Tuesday Nov. 10th 2015
Location: CIC Panther Hollow Room
Time: 4:30PM
Michael Adler
Principal Engineer, Technology Pathfinding and Innovation (TPI), Intel

Abstract

LEAP Scavenger: Automating the Construction of Application-Optimized Memory Hierarchies on FPGAs

FPGA programmers often find themselves bogged down in plumbing. In general purpose computation, high-level abstractions separate algorithm design from platform implementation, allowing programmers to focus on algorithms while building increasingly complex systems. This separation has come only recently to FPGAs. It is still common for details of particular memory systems and devices to leak into user code, making it very difficult to port from one FPGA platform to another and even more difficult to take code optimized for one FPGA platform, switch to a new platform and take advantage of new resources.

LEAP, the Latency-Insensitive Environment for Application programming, is an open-source operating environment for FPGAs. Like an operating system on general purpose hardware, it provides abstract interfaces to classes of hardware such as memory and I/O devices. Beyond simple ease of programming and portability, this abstraction provides an opportunity to automate optimization of platform services for a particular application on particular hardware. In FPGAs, this platform-level malleability extends to the memory system. Since application kernels often use few memory resources, substantial memory capacity may be available to the platform for use on behalf of the user program.
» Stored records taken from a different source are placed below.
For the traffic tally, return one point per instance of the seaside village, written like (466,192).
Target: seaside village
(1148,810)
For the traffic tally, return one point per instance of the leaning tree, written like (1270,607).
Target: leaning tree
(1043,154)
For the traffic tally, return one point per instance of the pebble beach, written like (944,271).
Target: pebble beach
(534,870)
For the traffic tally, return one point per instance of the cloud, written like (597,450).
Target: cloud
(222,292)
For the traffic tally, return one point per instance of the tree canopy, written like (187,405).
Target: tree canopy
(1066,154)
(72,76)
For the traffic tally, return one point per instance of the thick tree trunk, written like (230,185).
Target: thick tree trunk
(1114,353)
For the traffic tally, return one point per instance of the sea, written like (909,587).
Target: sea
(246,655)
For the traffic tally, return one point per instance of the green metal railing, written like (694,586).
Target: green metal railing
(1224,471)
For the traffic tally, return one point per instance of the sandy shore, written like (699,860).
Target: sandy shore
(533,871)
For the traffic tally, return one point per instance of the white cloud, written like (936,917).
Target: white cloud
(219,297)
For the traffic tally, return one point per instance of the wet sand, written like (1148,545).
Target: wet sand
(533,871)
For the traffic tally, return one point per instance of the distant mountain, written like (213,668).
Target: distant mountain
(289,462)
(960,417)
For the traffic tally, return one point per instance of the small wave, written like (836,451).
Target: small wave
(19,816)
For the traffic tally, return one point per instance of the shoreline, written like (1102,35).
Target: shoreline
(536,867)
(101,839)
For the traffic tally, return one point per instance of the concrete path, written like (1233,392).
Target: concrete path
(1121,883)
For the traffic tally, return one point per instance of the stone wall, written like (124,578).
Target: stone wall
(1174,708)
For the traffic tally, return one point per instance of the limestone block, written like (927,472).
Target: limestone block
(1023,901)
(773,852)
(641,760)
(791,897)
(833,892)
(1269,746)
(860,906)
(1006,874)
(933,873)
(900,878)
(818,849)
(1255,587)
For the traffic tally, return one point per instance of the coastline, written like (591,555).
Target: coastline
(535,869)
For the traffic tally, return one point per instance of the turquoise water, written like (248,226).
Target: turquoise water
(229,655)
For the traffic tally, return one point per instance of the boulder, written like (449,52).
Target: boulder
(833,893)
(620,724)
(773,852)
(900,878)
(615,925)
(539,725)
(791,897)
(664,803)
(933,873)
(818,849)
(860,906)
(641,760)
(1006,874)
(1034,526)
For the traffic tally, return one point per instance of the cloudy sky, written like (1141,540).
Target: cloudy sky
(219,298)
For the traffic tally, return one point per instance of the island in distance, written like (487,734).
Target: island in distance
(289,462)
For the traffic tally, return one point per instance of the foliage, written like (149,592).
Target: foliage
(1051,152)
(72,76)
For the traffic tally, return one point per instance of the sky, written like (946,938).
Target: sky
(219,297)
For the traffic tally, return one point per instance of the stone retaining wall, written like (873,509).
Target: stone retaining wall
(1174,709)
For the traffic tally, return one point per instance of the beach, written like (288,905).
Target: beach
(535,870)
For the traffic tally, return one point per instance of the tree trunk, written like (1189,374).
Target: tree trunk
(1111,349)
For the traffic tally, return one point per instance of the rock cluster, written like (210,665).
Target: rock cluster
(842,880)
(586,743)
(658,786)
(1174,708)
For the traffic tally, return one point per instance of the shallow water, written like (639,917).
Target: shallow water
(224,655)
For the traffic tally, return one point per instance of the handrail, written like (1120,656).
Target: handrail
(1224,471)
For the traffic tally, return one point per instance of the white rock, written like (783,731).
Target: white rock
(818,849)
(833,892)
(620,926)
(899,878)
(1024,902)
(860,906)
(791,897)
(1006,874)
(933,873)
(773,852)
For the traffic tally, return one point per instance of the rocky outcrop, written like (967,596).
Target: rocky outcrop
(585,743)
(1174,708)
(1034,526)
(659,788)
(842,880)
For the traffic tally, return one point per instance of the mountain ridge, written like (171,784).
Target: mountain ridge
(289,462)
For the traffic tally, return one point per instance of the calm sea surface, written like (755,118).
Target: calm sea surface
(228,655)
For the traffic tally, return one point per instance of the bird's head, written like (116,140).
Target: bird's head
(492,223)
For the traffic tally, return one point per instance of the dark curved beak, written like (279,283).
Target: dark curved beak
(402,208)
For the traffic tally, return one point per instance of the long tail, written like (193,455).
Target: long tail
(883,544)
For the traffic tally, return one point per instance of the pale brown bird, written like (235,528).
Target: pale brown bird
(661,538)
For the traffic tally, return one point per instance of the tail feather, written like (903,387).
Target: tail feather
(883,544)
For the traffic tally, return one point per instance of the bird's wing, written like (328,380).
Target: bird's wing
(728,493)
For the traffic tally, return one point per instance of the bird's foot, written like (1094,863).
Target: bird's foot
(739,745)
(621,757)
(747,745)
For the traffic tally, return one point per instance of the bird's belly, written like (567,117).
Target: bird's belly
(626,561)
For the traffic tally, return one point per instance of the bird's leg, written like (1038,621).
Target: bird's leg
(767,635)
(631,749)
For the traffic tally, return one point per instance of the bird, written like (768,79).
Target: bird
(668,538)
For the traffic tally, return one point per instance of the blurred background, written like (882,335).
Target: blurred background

The talk will cover the LEAP design philosophy and basic services and then discuss our current work on construction of application-specific memories, considering tradeoffs such as cache size, latency and timing.

Bio

Michael Adler is a Principal Engineer in the Technology Pathfinding and Innovation (TPI) group at Intel. After beginning his career on compiler back ends he has moved down the hierarchy toward processor simulation and microarchitecture research. His research is focused on the challenges of rapid specification of complex reconfigurable systems.